Balanced Binary Tree
Given a binary tree, determine if it is height-balanced.
For this problem, a height-balanced binary tree is defined as:
a binary tree in which the depth of the two subtrees of every node never differ by more than 1.
解析
判断一颗树是不是平衡树,获得左右子树的高度,绝对值不大于1就好。
解法1:递归
直接每个节点递归判断左右子树高度差绝对值。
class Solution {
public:
bool isBalanced(TreeNode* root) {
if(!root) return true;
if(abs(height(root->left) - height(root->right)) > 1) return false;
return isBalanced(root->left) && isBalanced(root->right);
}
int height(TreeNode* root){
if(!root) return 0;
return max(height(root->left), height(root->right)) + 1;
}
};
解法2:checkdepth判断子树是否平衡
如果子树不平衡,则不计算具体的深度,而是直接返回-1。

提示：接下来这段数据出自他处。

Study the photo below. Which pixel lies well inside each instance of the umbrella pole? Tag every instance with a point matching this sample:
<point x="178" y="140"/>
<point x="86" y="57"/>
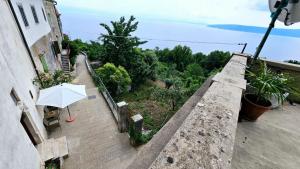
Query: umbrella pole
<point x="70" y="118"/>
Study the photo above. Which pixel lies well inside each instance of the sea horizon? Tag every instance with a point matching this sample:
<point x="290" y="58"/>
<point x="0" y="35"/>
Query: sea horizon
<point x="164" y="33"/>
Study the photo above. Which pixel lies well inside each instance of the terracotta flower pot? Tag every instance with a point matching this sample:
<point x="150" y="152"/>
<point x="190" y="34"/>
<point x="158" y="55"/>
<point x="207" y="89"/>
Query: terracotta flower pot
<point x="251" y="110"/>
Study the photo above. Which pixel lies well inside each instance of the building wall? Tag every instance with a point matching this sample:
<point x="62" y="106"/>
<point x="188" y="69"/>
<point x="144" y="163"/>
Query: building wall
<point x="54" y="22"/>
<point x="16" y="71"/>
<point x="35" y="30"/>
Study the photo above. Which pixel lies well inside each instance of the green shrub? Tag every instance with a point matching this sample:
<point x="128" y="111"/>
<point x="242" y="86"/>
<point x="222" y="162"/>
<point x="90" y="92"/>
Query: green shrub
<point x="116" y="79"/>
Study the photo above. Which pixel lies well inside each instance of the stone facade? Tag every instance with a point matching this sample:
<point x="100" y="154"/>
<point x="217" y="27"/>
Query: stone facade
<point x="18" y="97"/>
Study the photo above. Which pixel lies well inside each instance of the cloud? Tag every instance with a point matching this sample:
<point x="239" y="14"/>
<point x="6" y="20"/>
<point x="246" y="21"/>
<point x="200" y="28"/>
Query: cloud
<point x="254" y="12"/>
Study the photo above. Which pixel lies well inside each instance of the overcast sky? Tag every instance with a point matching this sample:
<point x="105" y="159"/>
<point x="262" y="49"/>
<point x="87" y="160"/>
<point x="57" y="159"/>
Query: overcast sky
<point x="245" y="12"/>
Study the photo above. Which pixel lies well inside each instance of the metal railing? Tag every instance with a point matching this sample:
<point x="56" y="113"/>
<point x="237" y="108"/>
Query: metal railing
<point x="101" y="87"/>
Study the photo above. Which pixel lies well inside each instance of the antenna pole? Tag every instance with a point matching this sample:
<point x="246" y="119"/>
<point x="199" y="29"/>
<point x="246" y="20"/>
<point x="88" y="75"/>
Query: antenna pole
<point x="274" y="16"/>
<point x="245" y="45"/>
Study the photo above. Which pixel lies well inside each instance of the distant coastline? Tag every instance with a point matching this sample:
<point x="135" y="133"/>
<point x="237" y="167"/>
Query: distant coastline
<point x="253" y="29"/>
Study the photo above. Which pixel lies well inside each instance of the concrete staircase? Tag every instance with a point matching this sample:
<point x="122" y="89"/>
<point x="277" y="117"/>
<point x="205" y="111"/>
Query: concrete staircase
<point x="65" y="61"/>
<point x="53" y="149"/>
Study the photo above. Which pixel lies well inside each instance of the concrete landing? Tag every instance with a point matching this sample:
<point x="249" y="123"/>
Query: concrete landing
<point x="273" y="142"/>
<point x="53" y="148"/>
<point x="93" y="138"/>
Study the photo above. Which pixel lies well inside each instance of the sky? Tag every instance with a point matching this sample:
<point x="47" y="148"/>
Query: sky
<point x="243" y="12"/>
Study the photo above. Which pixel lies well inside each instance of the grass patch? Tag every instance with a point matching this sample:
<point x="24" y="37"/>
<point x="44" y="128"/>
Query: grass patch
<point x="295" y="84"/>
<point x="155" y="112"/>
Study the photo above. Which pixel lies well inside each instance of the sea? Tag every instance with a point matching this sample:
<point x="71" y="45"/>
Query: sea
<point x="200" y="37"/>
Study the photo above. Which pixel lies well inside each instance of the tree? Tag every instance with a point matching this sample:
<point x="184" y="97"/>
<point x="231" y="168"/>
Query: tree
<point x="48" y="80"/>
<point x="67" y="43"/>
<point x="293" y="62"/>
<point x="174" y="94"/>
<point x="116" y="79"/>
<point x="121" y="48"/>
<point x="119" y="44"/>
<point x="181" y="56"/>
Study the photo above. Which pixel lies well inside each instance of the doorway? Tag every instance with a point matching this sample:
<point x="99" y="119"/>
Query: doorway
<point x="28" y="127"/>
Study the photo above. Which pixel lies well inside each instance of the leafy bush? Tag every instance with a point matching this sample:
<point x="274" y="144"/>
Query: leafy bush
<point x="268" y="84"/>
<point x="116" y="79"/>
<point x="48" y="80"/>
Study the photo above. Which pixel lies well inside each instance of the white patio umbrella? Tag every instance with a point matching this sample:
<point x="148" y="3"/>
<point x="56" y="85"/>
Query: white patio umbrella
<point x="62" y="96"/>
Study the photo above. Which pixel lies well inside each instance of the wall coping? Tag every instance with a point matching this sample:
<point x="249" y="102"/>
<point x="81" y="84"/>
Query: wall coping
<point x="206" y="137"/>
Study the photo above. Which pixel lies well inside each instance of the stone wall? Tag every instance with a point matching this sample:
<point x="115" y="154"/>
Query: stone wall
<point x="16" y="72"/>
<point x="34" y="31"/>
<point x="293" y="70"/>
<point x="43" y="47"/>
<point x="54" y="22"/>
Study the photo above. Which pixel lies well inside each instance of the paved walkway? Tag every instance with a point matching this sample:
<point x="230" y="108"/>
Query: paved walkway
<point x="272" y="142"/>
<point x="93" y="138"/>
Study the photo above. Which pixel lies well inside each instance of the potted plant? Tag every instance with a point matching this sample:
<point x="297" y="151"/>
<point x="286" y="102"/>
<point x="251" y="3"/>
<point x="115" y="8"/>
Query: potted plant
<point x="264" y="85"/>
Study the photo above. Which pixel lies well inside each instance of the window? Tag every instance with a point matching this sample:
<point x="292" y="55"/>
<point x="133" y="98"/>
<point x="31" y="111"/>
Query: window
<point x="36" y="19"/>
<point x="44" y="14"/>
<point x="31" y="94"/>
<point x="14" y="96"/>
<point x="21" y="9"/>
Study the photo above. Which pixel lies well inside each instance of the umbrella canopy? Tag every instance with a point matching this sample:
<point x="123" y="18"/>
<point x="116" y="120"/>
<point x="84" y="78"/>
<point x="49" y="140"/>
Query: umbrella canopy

优化后为:对于每一个节点,我们通过checkDepth方法递归获得左右子树的深度,如果子树是平衡的,则返回真实的深度,若不平衡,直接返回-1,此方法时间复杂度O(N),空间复杂度O(H)。
class Solution {
public:
bool isBalanced(TreeNode* root) {
if(checkdepth(root) == -1) return false;
else return true;
}
int checkdepth(TreeNode* root){
if(!root) return 0;
int left = checkdepth(root->left);
if(left == -1) return -1;
int right = checkdepth(root->right);
if(right == -1) return -1;
if(abs(left - right) > 1) return -1;
else return 1 + max(left, right);
}
};